In Rudaw 

EU observers say Iraq election was ‘competitive,’ despite problems

ERBIL, Kurdistan Region – The head of the European Union mission observing Iraq’s parliamentary election said on Tuesday the vote was generally well-managed but raised some concerns about low turnout and press freedoms.

“The 2021 early parliamentary elections were technically well-managed and competitive, despite challenges as regards level playing field for candidates and problematic aspects of the legal framework”, Viola von Cramon said in a press conference in Baghdad.

“Voting on election day was largely peaceful and orderly. Voters were able to freely express their will, but turnout was low,” she said.

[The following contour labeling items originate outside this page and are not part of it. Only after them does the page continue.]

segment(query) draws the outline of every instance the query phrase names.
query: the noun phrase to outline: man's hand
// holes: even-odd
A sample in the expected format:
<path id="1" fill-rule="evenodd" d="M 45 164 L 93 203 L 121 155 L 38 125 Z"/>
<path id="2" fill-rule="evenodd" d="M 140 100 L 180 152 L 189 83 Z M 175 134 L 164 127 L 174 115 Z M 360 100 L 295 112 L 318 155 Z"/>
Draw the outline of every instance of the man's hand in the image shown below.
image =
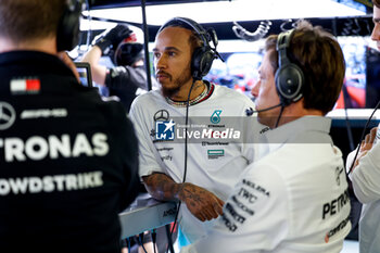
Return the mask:
<path id="1" fill-rule="evenodd" d="M 147 191 L 157 200 L 180 200 L 202 222 L 223 214 L 224 202 L 214 193 L 190 182 L 175 182 L 168 175 L 153 173 L 142 177 Z"/>
<path id="2" fill-rule="evenodd" d="M 94 39 L 94 45 L 98 46 L 103 54 L 106 54 L 109 47 L 113 46 L 114 49 L 132 31 L 128 28 L 127 25 L 116 25 L 111 30 L 105 30 L 101 35 L 97 36 Z"/>
<path id="3" fill-rule="evenodd" d="M 191 214 L 202 222 L 217 218 L 223 214 L 223 200 L 190 182 L 181 184 L 178 199 L 186 204 Z"/>
<path id="4" fill-rule="evenodd" d="M 359 164 L 360 159 L 365 156 L 368 153 L 368 151 L 372 148 L 377 130 L 378 128 L 373 127 L 370 130 L 370 132 L 366 135 L 366 138 L 362 141 L 359 153 L 357 154 L 353 170 Z"/>
<path id="5" fill-rule="evenodd" d="M 79 78 L 79 73 L 76 69 L 76 66 L 74 64 L 74 62 L 72 61 L 72 59 L 67 55 L 67 53 L 65 51 L 62 52 L 58 52 L 56 54 L 59 56 L 59 59 L 61 59 L 61 61 L 66 64 L 66 66 L 68 66 L 69 69 L 72 69 L 75 78 L 78 80 L 78 83 L 80 83 L 80 78 Z"/>

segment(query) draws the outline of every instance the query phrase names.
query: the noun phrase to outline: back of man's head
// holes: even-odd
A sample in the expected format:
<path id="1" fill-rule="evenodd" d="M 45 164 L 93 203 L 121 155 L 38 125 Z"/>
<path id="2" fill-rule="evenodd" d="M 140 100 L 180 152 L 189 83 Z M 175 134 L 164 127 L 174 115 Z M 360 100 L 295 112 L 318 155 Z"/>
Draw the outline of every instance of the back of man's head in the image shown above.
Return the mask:
<path id="1" fill-rule="evenodd" d="M 275 72 L 279 67 L 277 38 L 269 36 L 266 40 Z M 338 40 L 322 27 L 299 21 L 287 52 L 290 62 L 296 64 L 305 77 L 302 85 L 304 107 L 319 110 L 324 114 L 331 111 L 345 74 L 344 55 Z"/>
<path id="2" fill-rule="evenodd" d="M 14 42 L 56 36 L 66 0 L 1 0 L 0 36 Z"/>

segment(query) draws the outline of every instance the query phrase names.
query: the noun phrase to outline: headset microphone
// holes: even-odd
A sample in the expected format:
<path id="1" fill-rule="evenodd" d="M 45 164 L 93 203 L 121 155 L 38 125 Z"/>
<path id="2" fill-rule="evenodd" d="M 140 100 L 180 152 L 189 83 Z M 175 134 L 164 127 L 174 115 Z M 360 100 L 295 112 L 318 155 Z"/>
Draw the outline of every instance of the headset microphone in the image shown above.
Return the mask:
<path id="1" fill-rule="evenodd" d="M 254 113 L 261 113 L 261 112 L 269 111 L 269 110 L 273 110 L 275 107 L 279 107 L 281 105 L 282 105 L 282 103 L 279 103 L 279 104 L 276 104 L 274 106 L 262 109 L 262 110 L 253 110 L 252 107 L 249 107 L 249 109 L 245 109 L 245 115 L 246 116 L 252 116 L 252 114 L 254 114 Z"/>

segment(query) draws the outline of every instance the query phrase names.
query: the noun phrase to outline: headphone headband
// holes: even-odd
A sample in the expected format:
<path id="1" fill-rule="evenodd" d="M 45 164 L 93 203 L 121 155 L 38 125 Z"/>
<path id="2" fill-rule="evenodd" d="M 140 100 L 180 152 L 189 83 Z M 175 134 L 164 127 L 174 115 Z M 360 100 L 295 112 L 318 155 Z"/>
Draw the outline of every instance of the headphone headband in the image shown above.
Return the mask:
<path id="1" fill-rule="evenodd" d="M 288 58 L 288 49 L 295 29 L 290 29 L 278 35 L 276 50 L 278 52 L 278 69 L 276 72 L 276 89 L 282 105 L 289 105 L 299 101 L 304 85 L 304 74 L 300 66 Z"/>
<path id="2" fill-rule="evenodd" d="M 204 28 L 199 25 L 197 22 L 188 18 L 188 17 L 180 17 L 180 16 L 176 16 L 173 17 L 172 20 L 169 20 L 168 22 L 166 22 L 164 25 L 162 25 L 159 29 L 159 34 L 165 29 L 166 27 L 170 26 L 170 25 L 179 25 L 179 26 L 183 26 L 185 28 L 190 28 L 193 31 L 197 33 L 197 35 L 199 35 L 203 41 L 203 46 L 208 46 L 208 41 L 210 39 L 207 38 L 207 31 L 204 30 Z M 186 27 L 188 26 L 188 27 Z"/>
<path id="3" fill-rule="evenodd" d="M 191 59 L 192 77 L 201 80 L 203 76 L 207 75 L 213 61 L 219 56 L 216 51 L 217 36 L 215 30 L 213 28 L 205 30 L 200 24 L 188 17 L 174 17 L 160 27 L 159 34 L 168 26 L 191 29 L 202 39 L 203 46 L 194 50 Z M 214 48 L 210 46 L 211 40 L 214 43 Z"/>

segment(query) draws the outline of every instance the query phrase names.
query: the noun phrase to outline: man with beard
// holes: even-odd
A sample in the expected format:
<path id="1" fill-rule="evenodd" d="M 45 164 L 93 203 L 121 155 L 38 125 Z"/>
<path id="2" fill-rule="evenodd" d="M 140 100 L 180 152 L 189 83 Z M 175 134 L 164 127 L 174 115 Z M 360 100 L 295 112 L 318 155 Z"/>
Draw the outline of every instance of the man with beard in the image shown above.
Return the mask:
<path id="1" fill-rule="evenodd" d="M 142 181 L 153 198 L 182 202 L 178 220 L 190 242 L 221 214 L 238 175 L 258 155 L 252 143 L 263 128 L 246 96 L 202 79 L 216 43 L 215 31 L 192 20 L 164 24 L 153 49 L 161 90 L 139 96 L 130 110 Z"/>

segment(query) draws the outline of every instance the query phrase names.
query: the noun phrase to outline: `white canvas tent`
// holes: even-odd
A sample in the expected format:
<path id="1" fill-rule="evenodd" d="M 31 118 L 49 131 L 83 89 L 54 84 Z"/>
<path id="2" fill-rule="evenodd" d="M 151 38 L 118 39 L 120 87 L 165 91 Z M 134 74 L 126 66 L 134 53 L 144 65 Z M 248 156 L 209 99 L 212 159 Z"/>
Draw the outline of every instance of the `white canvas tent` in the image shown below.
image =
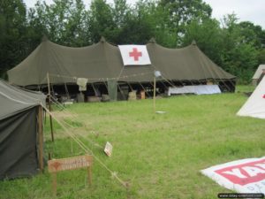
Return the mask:
<path id="1" fill-rule="evenodd" d="M 260 65 L 257 68 L 255 73 L 252 77 L 252 83 L 253 85 L 258 85 L 259 79 L 261 78 L 261 74 L 263 73 L 263 70 L 265 70 L 265 65 Z"/>
<path id="2" fill-rule="evenodd" d="M 265 78 L 247 99 L 245 104 L 238 111 L 238 116 L 249 116 L 258 119 L 265 119 Z"/>

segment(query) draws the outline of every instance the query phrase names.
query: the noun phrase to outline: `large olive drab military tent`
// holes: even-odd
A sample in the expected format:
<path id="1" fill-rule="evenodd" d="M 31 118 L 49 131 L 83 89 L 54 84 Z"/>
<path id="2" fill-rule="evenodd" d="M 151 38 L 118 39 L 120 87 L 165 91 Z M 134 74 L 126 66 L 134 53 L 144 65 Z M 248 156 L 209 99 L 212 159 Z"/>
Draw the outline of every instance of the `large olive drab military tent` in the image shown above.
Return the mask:
<path id="1" fill-rule="evenodd" d="M 87 78 L 88 83 L 110 79 L 151 82 L 155 70 L 172 81 L 235 79 L 205 56 L 195 43 L 182 49 L 167 49 L 153 41 L 147 49 L 150 65 L 124 66 L 118 48 L 103 38 L 83 48 L 61 46 L 44 39 L 24 61 L 8 71 L 9 81 L 19 86 L 47 84 L 49 73 L 54 84 L 73 83 L 76 78 Z"/>
<path id="2" fill-rule="evenodd" d="M 43 94 L 22 90 L 0 80 L 0 180 L 37 172 L 37 116 L 45 98 Z"/>

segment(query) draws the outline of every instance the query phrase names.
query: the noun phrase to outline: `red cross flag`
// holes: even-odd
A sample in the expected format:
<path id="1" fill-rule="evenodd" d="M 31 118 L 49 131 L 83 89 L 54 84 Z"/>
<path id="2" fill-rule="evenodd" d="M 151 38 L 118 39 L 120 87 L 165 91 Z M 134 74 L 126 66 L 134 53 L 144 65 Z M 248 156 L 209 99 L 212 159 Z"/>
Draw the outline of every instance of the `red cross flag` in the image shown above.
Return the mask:
<path id="1" fill-rule="evenodd" d="M 149 55 L 145 45 L 119 45 L 124 65 L 151 65 Z"/>

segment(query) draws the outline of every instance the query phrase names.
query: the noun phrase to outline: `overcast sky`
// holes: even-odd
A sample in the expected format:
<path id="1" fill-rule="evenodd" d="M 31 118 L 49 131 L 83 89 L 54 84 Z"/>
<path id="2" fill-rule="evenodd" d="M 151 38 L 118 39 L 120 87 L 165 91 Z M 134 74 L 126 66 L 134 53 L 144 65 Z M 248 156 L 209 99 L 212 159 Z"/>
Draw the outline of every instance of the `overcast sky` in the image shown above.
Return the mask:
<path id="1" fill-rule="evenodd" d="M 52 0 L 45 0 L 47 4 Z M 37 0 L 24 0 L 27 7 L 34 7 Z M 88 6 L 91 0 L 83 0 Z M 107 0 L 107 2 L 113 2 Z M 127 0 L 129 4 L 134 4 L 136 0 Z M 265 0 L 204 0 L 212 9 L 212 16 L 220 20 L 223 15 L 235 12 L 239 21 L 251 21 L 255 25 L 260 25 L 265 29 Z"/>

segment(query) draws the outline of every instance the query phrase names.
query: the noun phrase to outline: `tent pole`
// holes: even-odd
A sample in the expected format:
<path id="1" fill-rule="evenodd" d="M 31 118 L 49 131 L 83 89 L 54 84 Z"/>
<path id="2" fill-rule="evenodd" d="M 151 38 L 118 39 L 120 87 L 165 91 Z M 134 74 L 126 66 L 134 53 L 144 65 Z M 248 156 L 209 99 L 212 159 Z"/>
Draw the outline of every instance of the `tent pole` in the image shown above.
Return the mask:
<path id="1" fill-rule="evenodd" d="M 43 172 L 43 128 L 42 128 L 42 107 L 39 106 L 38 111 L 38 133 L 39 133 L 39 165 L 41 172 Z"/>
<path id="2" fill-rule="evenodd" d="M 155 76 L 154 76 L 154 96 L 153 96 L 153 102 L 154 102 L 154 112 L 155 113 L 155 89 L 156 89 L 156 81 Z"/>
<path id="3" fill-rule="evenodd" d="M 47 81 L 48 81 L 48 96 L 49 96 L 49 111 L 51 111 L 51 105 L 50 105 L 50 88 L 49 88 L 49 73 L 47 73 Z M 49 125 L 50 125 L 50 134 L 51 134 L 51 141 L 54 142 L 53 136 L 53 126 L 52 126 L 52 118 L 49 115 Z"/>

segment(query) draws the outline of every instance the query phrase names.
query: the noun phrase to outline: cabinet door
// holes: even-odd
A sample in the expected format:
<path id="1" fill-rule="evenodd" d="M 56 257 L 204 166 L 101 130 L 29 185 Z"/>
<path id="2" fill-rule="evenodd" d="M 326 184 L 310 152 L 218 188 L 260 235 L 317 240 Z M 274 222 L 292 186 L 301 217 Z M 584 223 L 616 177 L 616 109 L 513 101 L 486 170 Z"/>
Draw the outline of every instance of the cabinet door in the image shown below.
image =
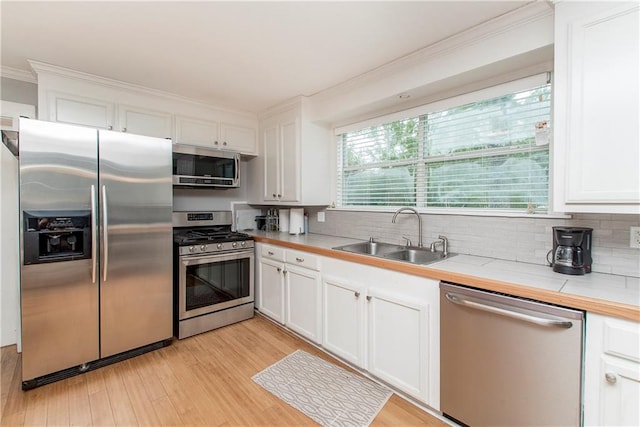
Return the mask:
<path id="1" fill-rule="evenodd" d="M 49 92 L 49 120 L 112 129 L 115 105 L 99 99 L 84 98 L 58 92 Z"/>
<path id="2" fill-rule="evenodd" d="M 284 324 L 284 264 L 268 259 L 260 261 L 260 306 L 258 310 Z"/>
<path id="3" fill-rule="evenodd" d="M 603 358 L 600 425 L 640 425 L 640 364 Z"/>
<path id="4" fill-rule="evenodd" d="M 368 296 L 369 372 L 406 393 L 427 399 L 427 307 L 375 288 Z"/>
<path id="5" fill-rule="evenodd" d="M 290 264 L 287 264 L 286 269 L 285 324 L 303 337 L 320 344 L 322 342 L 320 273 Z"/>
<path id="6" fill-rule="evenodd" d="M 262 199 L 277 201 L 280 198 L 280 142 L 278 141 L 278 126 L 270 125 L 262 131 L 263 157 L 263 192 Z"/>
<path id="7" fill-rule="evenodd" d="M 364 287 L 325 276 L 322 345 L 338 357 L 365 368 Z"/>
<path id="8" fill-rule="evenodd" d="M 176 117 L 176 141 L 181 144 L 215 148 L 220 125 L 217 122 L 189 117 Z"/>
<path id="9" fill-rule="evenodd" d="M 557 6 L 554 170 L 564 197 L 555 208 L 637 213 L 640 6 Z"/>
<path id="10" fill-rule="evenodd" d="M 282 143 L 282 160 L 280 162 L 281 202 L 300 201 L 300 137 L 298 129 L 298 119 L 292 119 L 280 125 Z"/>
<path id="11" fill-rule="evenodd" d="M 223 149 L 242 154 L 256 154 L 255 129 L 223 123 L 220 128 L 220 143 Z"/>
<path id="12" fill-rule="evenodd" d="M 120 131 L 136 135 L 171 138 L 171 114 L 135 107 L 118 108 Z"/>

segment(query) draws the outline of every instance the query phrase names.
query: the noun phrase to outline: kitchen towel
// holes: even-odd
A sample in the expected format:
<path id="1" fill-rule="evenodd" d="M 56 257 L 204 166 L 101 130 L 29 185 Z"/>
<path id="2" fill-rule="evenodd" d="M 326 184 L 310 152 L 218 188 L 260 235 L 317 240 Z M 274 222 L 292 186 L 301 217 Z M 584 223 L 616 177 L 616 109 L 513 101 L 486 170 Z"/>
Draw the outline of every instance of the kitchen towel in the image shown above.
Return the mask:
<path id="1" fill-rule="evenodd" d="M 291 208 L 289 234 L 304 234 L 304 208 Z"/>
<path id="2" fill-rule="evenodd" d="M 278 210 L 278 217 L 280 218 L 280 231 L 289 231 L 289 209 Z"/>

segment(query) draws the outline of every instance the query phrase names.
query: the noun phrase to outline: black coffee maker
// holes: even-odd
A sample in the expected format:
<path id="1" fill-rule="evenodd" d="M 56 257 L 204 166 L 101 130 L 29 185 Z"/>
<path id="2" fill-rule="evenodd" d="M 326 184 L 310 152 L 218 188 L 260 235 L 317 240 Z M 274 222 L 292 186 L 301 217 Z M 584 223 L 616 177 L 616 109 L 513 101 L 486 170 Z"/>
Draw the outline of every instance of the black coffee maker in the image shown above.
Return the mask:
<path id="1" fill-rule="evenodd" d="M 593 228 L 586 227 L 553 227 L 553 249 L 547 254 L 553 271 L 575 275 L 591 273 L 592 232 Z"/>

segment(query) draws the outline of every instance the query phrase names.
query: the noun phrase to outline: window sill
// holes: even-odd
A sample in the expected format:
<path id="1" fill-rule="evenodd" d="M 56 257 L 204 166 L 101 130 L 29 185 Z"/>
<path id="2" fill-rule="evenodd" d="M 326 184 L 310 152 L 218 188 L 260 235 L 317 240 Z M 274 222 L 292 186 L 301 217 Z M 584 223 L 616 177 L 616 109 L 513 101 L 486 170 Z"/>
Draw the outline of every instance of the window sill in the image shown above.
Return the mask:
<path id="1" fill-rule="evenodd" d="M 413 207 L 413 206 L 411 206 Z M 415 207 L 414 207 L 415 208 Z M 327 208 L 328 211 L 345 211 L 345 212 L 389 212 L 394 213 L 399 208 L 393 207 L 339 207 L 339 208 Z M 551 213 L 533 213 L 515 212 L 515 211 L 496 211 L 485 209 L 429 209 L 429 208 L 415 208 L 421 214 L 426 215 L 462 215 L 462 216 L 487 216 L 487 217 L 502 217 L 502 218 L 534 218 L 534 219 L 571 219 L 572 216 L 561 212 Z"/>

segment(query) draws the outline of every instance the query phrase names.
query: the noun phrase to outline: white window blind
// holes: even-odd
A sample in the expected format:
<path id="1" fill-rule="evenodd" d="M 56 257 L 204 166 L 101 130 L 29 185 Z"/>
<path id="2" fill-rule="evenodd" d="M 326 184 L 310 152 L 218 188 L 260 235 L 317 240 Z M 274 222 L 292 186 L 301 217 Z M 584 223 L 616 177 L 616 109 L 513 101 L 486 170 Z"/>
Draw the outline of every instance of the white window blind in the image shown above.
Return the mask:
<path id="1" fill-rule="evenodd" d="M 338 205 L 545 211 L 549 84 L 345 132 Z"/>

Just over nine million Iraqis cast a ballot, 41 percent of registered voters. Many voters stayed home and others reportedly spoiled their ballots. The election was held in response to protests complaining of corruption and ineptitude among the ruling class and political system. Some parties and voters called for a boycott, fearing that the vote will not bring about real change.

The head of the European Parliament’s delegation, Domènec Ruiz Devesa, said the low turnout is “a sign that confidence in Iraqi politics is decreasing, specifically amongst the young population” and urged the new parliament to “actively engage with civil society and to address the concerns of the citizens.”

Von Cramon said that the campaign was generally fairly conducted, but “freedom of the media and expression was not completely safeguarded during the campaign, as some journalists received threats and were sentenced to long jail terms, and several television channels were temporarily closed down.”

Preliminary results handed the victory to populist cleric Muqtada al-Sadr who promised a nationalist government.

The government enlisted a record-large team of international monitors to ensure a free and fair vote. The EU and United Nations both had large teams observing the electoral process across the country.

EU observers are remaining in the country to continue monitoring the electoral process, including counting votes and handling complaints, and the mission will publish a comprehensive report in about two months.